High-risk, recurrent, or metastatic GIST often needs targeted therapy. Drug choice and sequence depend on KIT/PDGFRA variants, prior treatment, resistance, and side effects.

Long-term Care

Long-term imaging follow-up is important because recurrence often involves the liver or peritoneum. Keep surgery, pathology, mitotic count, mutation testing, and targeted-therapy dose records.

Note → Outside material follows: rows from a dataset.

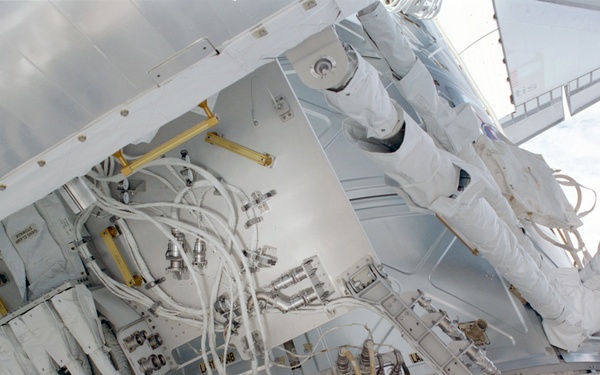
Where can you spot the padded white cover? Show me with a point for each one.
(78, 312)
(528, 183)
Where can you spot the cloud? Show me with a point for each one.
(574, 147)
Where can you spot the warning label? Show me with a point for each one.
(25, 234)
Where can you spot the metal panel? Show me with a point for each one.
(36, 113)
(64, 56)
(183, 22)
(547, 44)
(583, 92)
(309, 215)
(529, 124)
(121, 33)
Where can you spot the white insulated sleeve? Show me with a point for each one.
(40, 331)
(78, 312)
(13, 361)
(365, 100)
(33, 348)
(478, 222)
(45, 263)
(423, 171)
(590, 274)
(14, 262)
(453, 128)
(388, 38)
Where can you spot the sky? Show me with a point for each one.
(573, 146)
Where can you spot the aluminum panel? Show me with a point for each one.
(63, 55)
(122, 34)
(583, 97)
(547, 44)
(401, 239)
(36, 113)
(309, 215)
(183, 22)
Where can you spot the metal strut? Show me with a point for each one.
(371, 285)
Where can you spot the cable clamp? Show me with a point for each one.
(154, 283)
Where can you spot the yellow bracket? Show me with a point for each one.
(3, 310)
(265, 160)
(108, 236)
(129, 168)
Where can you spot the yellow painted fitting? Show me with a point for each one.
(108, 236)
(265, 160)
(129, 168)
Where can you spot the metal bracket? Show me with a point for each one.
(265, 160)
(154, 283)
(283, 109)
(259, 200)
(108, 236)
(365, 281)
(261, 258)
(318, 277)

During targeted therapy, monitor edema, rash, diarrhea, nausea, liver function, blood counts, cardiac risks, and drug interactions.

Fertility and Family

Most GISTs are sporadic. Genetic counseling is useful for young, multifocal, familial, NF1-related, or SDH-deficient patterns. Targeted drugs may affect pregnancy planning, so contraception and fertility plans should be discussed before treatment.

When to Seek Urgent Care

Seek urgent care for vomiting blood, black stool with dizziness or palpitations, severe abdominal pain, obstruction symptoms, suspected tumor rupture or internal bleeding, fever with infection, or severe allergic or liver reactions to targeted therapy.

Prognosis

Outlook depends on size, site, mitotic count, rupture, metastasis, and mutation type. Surgery, molecular testing, and targeted therapy have substantially improved many patients’ disease course.